The film’s crazy approach is irresistible often using surreally striking imagery; various gory deaths reminiscent of The Omen, a fun hall-of-mirrors sequence inspired by Enter the Dragon, a copy cad version of the highway scene in Close Encounters, Connors glowing eyes a la Village of the Dammed, mass bird attacks a la Hitchcock’s The Birds, and a whacked out scene in a skating rink that it is as funny as it is fascinating to watch. Think Ice Castles on acid!

The movie looks a bit dated due to some hideous '70s hairdos and fashions but it also has a cool funky '70s music score which is a highlight in a sort of campy way.

Shelley Winters is good as an astrologer bible-bashing Mary Poppins, while John Houston is excellent and understated impersonating a babysitter from outer space.

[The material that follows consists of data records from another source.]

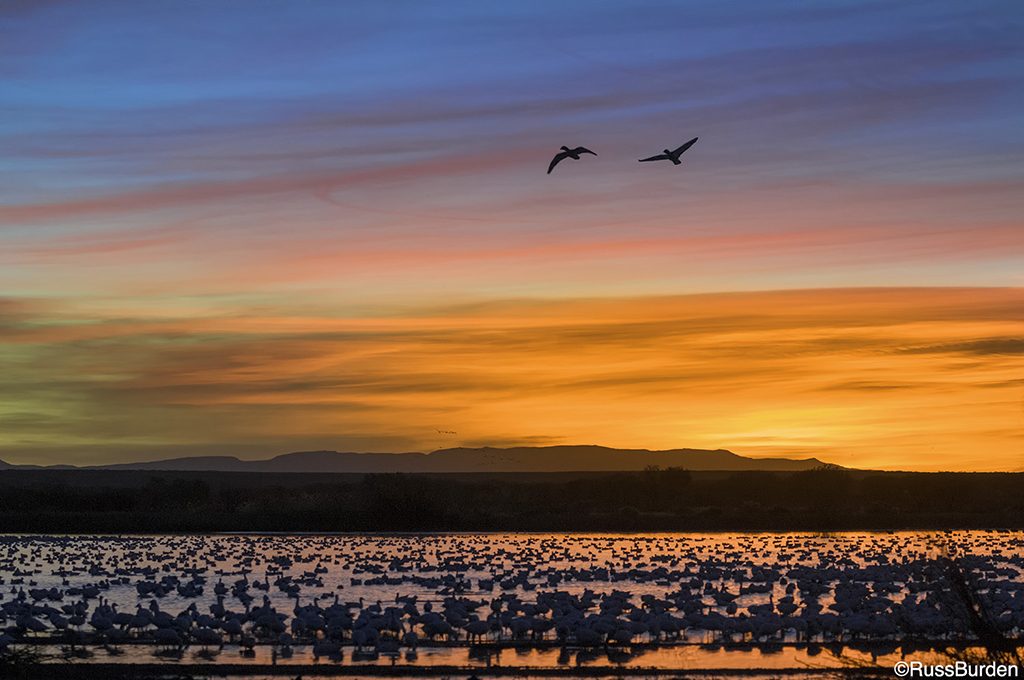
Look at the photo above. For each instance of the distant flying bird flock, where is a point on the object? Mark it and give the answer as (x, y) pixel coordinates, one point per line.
(666, 155)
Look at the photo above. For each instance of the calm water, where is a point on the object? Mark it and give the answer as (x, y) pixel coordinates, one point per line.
(665, 600)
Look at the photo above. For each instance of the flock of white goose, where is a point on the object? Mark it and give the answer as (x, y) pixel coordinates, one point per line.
(383, 594)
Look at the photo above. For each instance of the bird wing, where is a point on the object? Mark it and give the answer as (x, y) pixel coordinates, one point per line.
(685, 146)
(555, 161)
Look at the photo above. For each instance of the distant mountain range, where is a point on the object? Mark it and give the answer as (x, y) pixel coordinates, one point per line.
(522, 459)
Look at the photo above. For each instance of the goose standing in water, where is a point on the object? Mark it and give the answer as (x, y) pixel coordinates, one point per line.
(672, 156)
(568, 153)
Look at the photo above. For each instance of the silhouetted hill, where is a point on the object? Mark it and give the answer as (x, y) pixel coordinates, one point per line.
(522, 459)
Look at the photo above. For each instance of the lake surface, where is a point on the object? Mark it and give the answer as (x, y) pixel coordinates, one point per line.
(521, 600)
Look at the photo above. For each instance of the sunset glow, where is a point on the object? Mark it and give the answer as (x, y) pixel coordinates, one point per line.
(209, 249)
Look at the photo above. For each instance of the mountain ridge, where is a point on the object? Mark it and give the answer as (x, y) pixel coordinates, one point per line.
(581, 458)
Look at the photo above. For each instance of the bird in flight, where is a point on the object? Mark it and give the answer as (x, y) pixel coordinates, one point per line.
(671, 156)
(568, 153)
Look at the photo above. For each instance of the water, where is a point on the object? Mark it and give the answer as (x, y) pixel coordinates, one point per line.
(739, 600)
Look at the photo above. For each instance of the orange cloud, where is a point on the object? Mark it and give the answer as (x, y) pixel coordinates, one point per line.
(891, 378)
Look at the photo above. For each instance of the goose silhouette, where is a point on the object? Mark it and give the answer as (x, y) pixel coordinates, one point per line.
(672, 156)
(568, 153)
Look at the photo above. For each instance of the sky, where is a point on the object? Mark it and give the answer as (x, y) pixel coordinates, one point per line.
(249, 227)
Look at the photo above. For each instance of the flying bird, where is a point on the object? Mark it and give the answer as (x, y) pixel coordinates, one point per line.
(672, 156)
(568, 153)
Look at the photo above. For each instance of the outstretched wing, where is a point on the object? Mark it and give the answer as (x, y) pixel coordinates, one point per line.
(685, 146)
(555, 161)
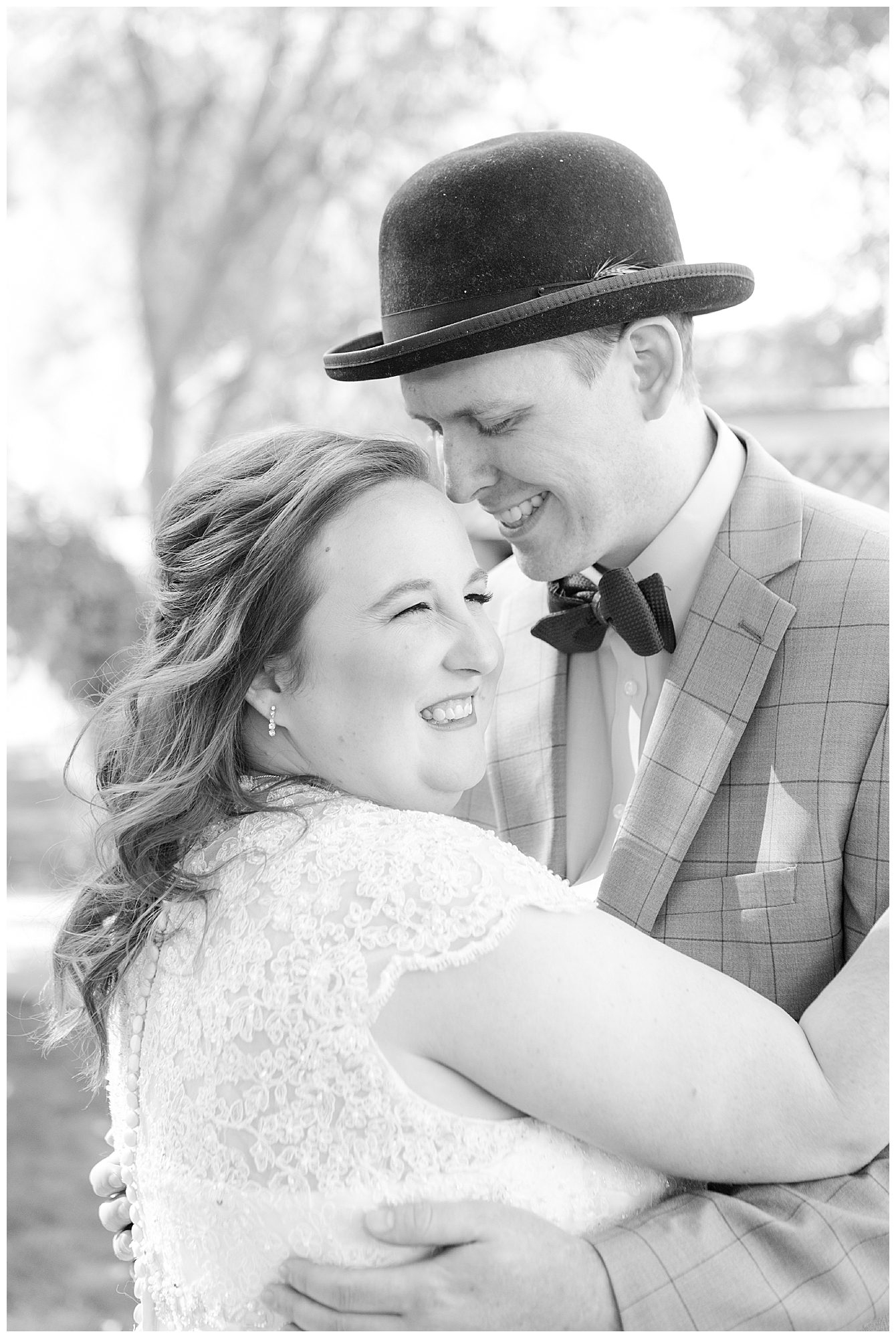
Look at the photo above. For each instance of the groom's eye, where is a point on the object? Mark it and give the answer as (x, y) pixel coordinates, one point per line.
(495, 429)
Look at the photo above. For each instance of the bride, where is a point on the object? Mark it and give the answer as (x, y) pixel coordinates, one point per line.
(314, 991)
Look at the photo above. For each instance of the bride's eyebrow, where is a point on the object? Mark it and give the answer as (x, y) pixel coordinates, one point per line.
(403, 588)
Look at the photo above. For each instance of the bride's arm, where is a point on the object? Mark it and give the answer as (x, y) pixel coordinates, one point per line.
(598, 1030)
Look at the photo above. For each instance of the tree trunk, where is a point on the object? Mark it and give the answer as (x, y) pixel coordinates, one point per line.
(160, 476)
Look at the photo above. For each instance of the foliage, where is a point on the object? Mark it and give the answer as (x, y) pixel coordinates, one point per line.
(253, 151)
(824, 72)
(69, 604)
(786, 366)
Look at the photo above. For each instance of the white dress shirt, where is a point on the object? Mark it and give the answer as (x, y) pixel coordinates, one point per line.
(612, 692)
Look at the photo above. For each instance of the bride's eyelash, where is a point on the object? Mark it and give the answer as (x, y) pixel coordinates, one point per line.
(478, 597)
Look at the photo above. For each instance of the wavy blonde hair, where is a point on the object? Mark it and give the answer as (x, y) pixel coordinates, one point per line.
(235, 549)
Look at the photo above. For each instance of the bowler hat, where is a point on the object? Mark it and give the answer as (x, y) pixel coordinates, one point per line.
(526, 239)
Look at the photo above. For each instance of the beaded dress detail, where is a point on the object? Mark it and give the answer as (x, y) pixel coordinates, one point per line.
(268, 1119)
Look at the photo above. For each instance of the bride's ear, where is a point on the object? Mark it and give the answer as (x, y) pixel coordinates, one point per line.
(264, 691)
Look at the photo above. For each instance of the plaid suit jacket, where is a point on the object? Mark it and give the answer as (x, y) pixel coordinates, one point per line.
(755, 841)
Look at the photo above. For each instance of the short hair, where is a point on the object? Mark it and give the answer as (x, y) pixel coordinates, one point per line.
(589, 351)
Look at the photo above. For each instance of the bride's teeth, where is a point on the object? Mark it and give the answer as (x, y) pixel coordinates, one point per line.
(455, 710)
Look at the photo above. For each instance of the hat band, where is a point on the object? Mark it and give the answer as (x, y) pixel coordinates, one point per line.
(418, 320)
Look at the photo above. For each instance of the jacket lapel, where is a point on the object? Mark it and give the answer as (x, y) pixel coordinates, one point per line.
(717, 674)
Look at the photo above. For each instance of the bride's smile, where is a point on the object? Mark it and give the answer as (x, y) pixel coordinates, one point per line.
(399, 660)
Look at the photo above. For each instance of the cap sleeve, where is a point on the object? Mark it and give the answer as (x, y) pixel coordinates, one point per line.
(434, 892)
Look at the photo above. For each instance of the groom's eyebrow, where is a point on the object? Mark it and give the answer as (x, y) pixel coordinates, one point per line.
(482, 410)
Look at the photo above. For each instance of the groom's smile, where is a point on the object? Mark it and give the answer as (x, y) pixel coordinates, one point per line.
(562, 466)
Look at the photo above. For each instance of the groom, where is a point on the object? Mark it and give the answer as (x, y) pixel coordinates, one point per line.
(709, 743)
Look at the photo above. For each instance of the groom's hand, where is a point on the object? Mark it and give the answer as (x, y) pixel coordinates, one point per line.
(498, 1269)
(116, 1213)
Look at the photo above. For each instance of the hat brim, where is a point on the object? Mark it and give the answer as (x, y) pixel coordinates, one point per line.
(691, 290)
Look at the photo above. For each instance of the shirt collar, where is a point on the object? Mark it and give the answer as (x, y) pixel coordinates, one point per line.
(681, 549)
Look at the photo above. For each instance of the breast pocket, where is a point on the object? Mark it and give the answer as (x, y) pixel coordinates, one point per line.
(731, 923)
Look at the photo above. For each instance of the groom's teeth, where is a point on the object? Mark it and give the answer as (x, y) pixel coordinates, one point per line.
(454, 708)
(516, 514)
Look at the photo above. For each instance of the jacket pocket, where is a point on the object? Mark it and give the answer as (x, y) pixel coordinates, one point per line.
(736, 893)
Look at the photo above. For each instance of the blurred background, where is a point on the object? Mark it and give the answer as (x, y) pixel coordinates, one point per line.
(196, 197)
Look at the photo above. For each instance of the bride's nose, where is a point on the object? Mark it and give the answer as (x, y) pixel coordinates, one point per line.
(475, 647)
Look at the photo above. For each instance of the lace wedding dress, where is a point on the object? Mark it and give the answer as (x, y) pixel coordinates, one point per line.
(271, 1121)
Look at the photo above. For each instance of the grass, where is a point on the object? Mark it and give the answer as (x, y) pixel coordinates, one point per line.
(61, 1270)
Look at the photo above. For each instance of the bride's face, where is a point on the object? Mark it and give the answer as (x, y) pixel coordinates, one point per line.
(398, 644)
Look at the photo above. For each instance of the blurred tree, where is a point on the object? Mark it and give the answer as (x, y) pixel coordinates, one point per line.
(255, 151)
(824, 73)
(69, 604)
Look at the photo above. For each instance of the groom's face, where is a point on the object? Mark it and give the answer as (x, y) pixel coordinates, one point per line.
(564, 466)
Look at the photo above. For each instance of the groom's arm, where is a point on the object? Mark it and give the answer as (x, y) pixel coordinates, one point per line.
(767, 1257)
(775, 1257)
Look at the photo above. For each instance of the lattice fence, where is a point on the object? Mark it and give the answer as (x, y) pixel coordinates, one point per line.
(858, 474)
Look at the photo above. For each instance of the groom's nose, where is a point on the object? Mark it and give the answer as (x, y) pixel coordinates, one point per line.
(467, 465)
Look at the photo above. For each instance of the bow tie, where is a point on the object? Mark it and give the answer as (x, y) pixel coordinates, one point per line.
(581, 613)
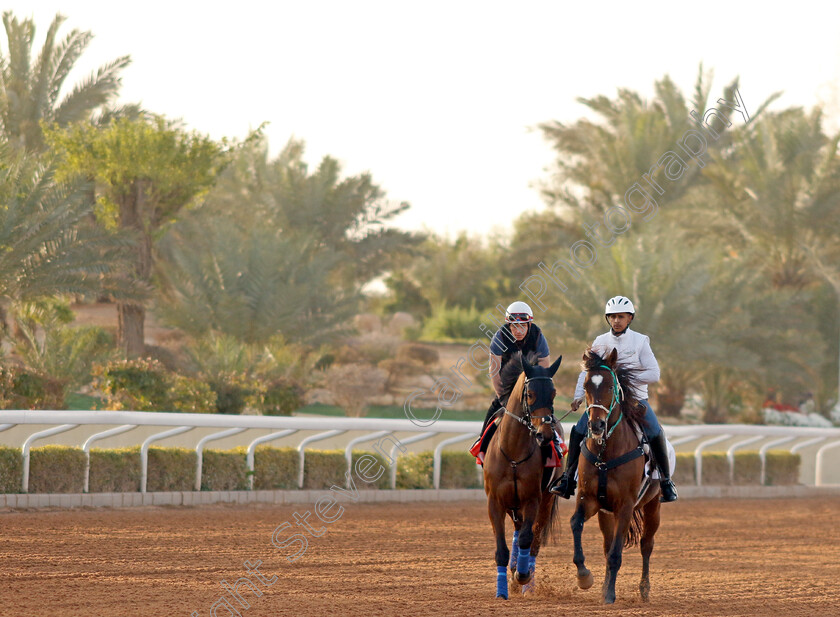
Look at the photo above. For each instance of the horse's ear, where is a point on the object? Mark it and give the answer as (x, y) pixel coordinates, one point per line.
(527, 367)
(554, 366)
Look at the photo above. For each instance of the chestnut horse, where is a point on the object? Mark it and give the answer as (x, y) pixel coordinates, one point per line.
(513, 469)
(611, 474)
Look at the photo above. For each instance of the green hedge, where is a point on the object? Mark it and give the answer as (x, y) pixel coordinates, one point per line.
(60, 469)
(115, 471)
(56, 469)
(11, 470)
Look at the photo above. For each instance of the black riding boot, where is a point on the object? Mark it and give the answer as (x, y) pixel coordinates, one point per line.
(659, 450)
(566, 484)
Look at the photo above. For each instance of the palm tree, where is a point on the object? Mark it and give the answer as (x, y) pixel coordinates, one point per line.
(30, 91)
(49, 246)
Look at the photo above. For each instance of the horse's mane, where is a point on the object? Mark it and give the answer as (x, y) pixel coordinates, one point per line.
(628, 380)
(512, 370)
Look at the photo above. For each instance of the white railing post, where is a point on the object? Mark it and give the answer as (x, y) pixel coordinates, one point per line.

Paige Conner goes over the top as a Linda Blair look alike with a southern accent and poor Joanne Nail just reacts to the overwhelming amount of abuse that she is subjected from being gunned down, propelled into a fish tank, artificially inseminated by aliens and thrown down a flight of stairs while being strangled. There is even a 30 second cameo at the end of the film with Italian Superstar Franco Nero as Jesus Christ.

The last half hour of this film is quite suspenseful. Granted, there's not much logic to it, but I was hooked anyway. All in all, The Visitor is a surreal piece of inspired lunacy that is incoherent yet very fun to watch. Give it a chance and dig that groovy '70s style!